State lawmakers in Illinois are among the highest paid in the nation. And after granting themselves a salary boost at the end of spring session, they’ll take home even more this fiscal year.
Included in the state budget recently passed by the Illinois General Assembly was a $1,628 pay raise for state lawmakers, which took effect when Illinois’ fiscal year 2020 began July 1.
Gov. J.B. Pritzker signed the budget into law June 6, after having cleared the General Assembly June 1 on a bipartisan vote.
Under the new budget, state lawmakers receive a cost-of-living increase of 2.4%, raising their annual income to $69,464. The national average for lawmaker pay is $38,434.
While the General Assembly had not previously accepted a pay raise since 2008, state lawmakers in Illinois were already the fifth-highest paid in the nation – and the highest-paid among those not considered “full-time” by the National Conference of State Legislatures, or NCSL.

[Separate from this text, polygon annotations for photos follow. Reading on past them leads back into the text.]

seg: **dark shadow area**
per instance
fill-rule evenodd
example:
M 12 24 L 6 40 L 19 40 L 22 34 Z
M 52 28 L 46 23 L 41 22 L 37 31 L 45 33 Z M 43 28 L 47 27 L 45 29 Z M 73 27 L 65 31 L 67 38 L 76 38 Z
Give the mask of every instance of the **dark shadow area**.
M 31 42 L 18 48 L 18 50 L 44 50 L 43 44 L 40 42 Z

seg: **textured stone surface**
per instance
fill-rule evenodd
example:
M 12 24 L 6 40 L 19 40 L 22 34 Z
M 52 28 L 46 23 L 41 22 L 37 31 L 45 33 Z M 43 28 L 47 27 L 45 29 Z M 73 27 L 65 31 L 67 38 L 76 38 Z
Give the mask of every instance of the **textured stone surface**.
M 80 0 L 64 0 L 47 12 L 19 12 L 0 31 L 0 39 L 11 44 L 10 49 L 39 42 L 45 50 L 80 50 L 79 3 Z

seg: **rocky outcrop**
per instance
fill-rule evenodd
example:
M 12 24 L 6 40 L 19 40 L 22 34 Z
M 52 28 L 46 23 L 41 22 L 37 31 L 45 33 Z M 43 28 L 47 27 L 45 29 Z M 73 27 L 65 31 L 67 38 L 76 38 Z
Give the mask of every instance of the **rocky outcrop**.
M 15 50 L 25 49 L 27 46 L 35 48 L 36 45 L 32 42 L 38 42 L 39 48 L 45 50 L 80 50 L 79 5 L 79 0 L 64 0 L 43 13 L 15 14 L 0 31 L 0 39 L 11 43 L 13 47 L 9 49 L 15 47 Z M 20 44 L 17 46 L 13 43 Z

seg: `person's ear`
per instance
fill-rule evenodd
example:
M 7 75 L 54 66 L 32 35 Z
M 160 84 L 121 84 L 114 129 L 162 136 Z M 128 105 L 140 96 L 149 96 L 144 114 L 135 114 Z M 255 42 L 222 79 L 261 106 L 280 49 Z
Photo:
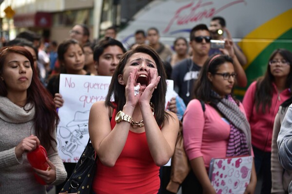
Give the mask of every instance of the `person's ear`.
M 121 85 L 125 86 L 126 85 L 125 80 L 124 80 L 124 77 L 123 77 L 123 75 L 121 74 L 118 75 L 118 81 Z
M 94 61 L 94 68 L 97 71 L 98 71 L 98 61 Z
M 210 72 L 208 72 L 208 80 L 211 83 L 212 83 L 212 74 Z

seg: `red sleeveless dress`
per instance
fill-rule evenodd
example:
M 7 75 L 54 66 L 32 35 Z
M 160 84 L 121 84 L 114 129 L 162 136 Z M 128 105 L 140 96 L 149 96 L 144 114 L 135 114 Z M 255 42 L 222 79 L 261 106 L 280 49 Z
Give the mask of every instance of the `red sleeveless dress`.
M 115 125 L 114 109 L 110 121 Z M 98 160 L 92 182 L 96 194 L 149 194 L 158 192 L 160 167 L 150 153 L 145 132 L 129 131 L 125 147 L 114 166 L 104 166 Z

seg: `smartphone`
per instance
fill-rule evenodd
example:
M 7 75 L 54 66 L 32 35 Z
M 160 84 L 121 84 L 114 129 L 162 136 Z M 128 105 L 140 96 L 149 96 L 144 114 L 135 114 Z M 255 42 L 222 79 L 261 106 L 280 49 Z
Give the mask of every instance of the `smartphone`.
M 225 40 L 211 40 L 211 49 L 224 49 Z

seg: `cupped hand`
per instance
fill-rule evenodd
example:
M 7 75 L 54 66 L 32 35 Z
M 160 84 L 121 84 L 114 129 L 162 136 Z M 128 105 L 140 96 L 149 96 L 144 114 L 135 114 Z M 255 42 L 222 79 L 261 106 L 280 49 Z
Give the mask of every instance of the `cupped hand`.
M 157 85 L 160 81 L 161 77 L 159 76 L 158 74 L 157 69 L 150 69 L 148 70 L 148 74 L 150 81 L 140 97 L 139 104 L 149 104 L 150 103 L 153 91 L 157 88 Z
M 36 136 L 32 135 L 23 139 L 15 147 L 15 155 L 19 158 L 24 152 L 30 152 L 39 145 L 39 140 Z
M 54 98 L 54 102 L 56 108 L 59 108 L 63 106 L 64 100 L 63 100 L 62 95 L 59 93 L 56 93 L 55 94 L 55 98 Z
M 47 163 L 50 166 L 47 170 L 43 171 L 35 168 L 34 168 L 34 170 L 40 177 L 49 185 L 56 179 L 56 167 L 48 158 L 47 158 Z
M 137 79 L 137 73 L 138 69 L 134 68 L 133 71 L 130 73 L 128 82 L 125 88 L 126 103 L 128 104 L 131 106 L 135 107 L 139 101 L 139 99 L 141 96 L 141 93 L 136 96 L 134 93 L 134 87 L 136 86 L 136 80 Z

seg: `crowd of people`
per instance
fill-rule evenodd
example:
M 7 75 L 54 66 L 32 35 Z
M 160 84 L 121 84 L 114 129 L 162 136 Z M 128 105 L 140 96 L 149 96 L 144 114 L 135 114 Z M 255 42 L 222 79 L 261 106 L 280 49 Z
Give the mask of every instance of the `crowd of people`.
M 44 44 L 29 31 L 7 42 L 0 50 L 0 193 L 45 194 L 50 187 L 57 194 L 72 174 L 75 163 L 63 163 L 56 141 L 57 109 L 68 103 L 60 74 L 68 73 L 112 77 L 105 101 L 93 104 L 89 118 L 98 157 L 94 193 L 175 193 L 167 185 L 183 167 L 164 166 L 181 130 L 191 169 L 180 177 L 182 194 L 218 193 L 208 174 L 212 159 L 246 155 L 253 159 L 245 194 L 255 194 L 259 179 L 261 194 L 292 194 L 292 53 L 278 48 L 267 56 L 265 73 L 240 102 L 233 91 L 248 86 L 247 59 L 226 26 L 215 17 L 209 27 L 194 26 L 189 42 L 178 37 L 172 47 L 155 27 L 133 32 L 127 48 L 113 27 L 91 41 L 83 24 L 59 44 Z M 211 39 L 224 46 L 211 48 Z M 174 88 L 165 108 L 167 79 Z M 47 170 L 26 158 L 39 145 L 48 153 Z

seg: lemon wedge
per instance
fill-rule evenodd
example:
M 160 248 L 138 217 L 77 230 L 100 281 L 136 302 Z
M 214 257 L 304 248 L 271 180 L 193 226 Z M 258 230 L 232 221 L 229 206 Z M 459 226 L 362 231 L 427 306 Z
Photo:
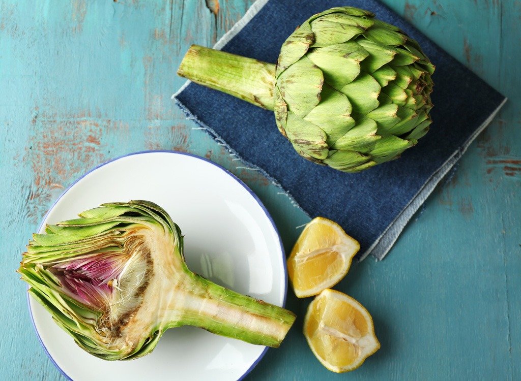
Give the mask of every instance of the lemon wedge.
M 288 275 L 299 298 L 316 295 L 348 273 L 360 249 L 340 225 L 322 217 L 308 223 L 288 259 Z
M 367 310 L 351 297 L 331 289 L 310 303 L 304 335 L 322 364 L 338 373 L 356 369 L 380 348 Z

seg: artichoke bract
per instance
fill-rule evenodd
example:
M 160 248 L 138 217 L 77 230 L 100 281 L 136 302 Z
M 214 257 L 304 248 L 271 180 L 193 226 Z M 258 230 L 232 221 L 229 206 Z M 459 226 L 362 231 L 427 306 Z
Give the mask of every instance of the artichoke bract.
M 189 325 L 278 346 L 291 312 L 188 270 L 179 227 L 155 204 L 103 204 L 34 234 L 18 270 L 29 292 L 87 352 L 108 360 L 152 351 Z
M 399 28 L 344 7 L 303 23 L 276 65 L 192 45 L 178 74 L 274 110 L 301 156 L 356 172 L 399 157 L 427 132 L 434 69 Z

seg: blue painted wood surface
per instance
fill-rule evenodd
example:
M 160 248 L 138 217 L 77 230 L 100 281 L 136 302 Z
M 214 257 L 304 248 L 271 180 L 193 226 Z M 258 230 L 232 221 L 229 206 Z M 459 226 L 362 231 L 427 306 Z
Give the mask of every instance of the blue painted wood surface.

NCSL classifies Illinois state lawmakers as “full-time lite,” meaning they serve smaller districts and work shorter sessions than full-time lawmakers, but are highly paid, employ large staffs and spend at least 80% of their job on legislative work.
In addition to their base salary, state lawmakers in Illinois can also receive $10,000 committee chairmanship stipends, per diems, mileage reimbursements and other perks.
States where lawmakers make more than Illinois – California, New York, Pennsylvania and Michigan – have full-time legislatures, according to NCSL.
Illinois lawmakers are in Springfield for about 70 days each year. But their salaries exceed the state’s median household income of $61,229, according to the U.S. Census Bureau.
The General Assembly Retirement System, or GARS, costs taxpayers millions in annual bailouts, as it contains less than 15 cents for every dollar needed to pay future benefits.
When taking those costs into account, Illinois taxpayers already pay their lawmakers 2.5 times over – once for their salaries and then the equivalent of 1.5 times salary for lawmakers’ pensions. In total, lawmaker compensation costs Illinois taxpayers more than $32 million a year.
After leaving Springfield, 58 former state lawmakers are collecting yearly pension payouts over $100,000, with 44 having accumulated over $1 million in total pension benefits, according to GARS documents compiled by the Institute. On average, the 58 former state lawmakers collecting six-figure pensions have accumulated nearly $1.5 million in total pension benefits, while averaging only $126,300 in total contributions.
In a state where residents pay one of the highest overall tax burdens in the nation, Illinoisans are justified in their frustration with a Statehouse that rewards itself while demanding more of taxpayers.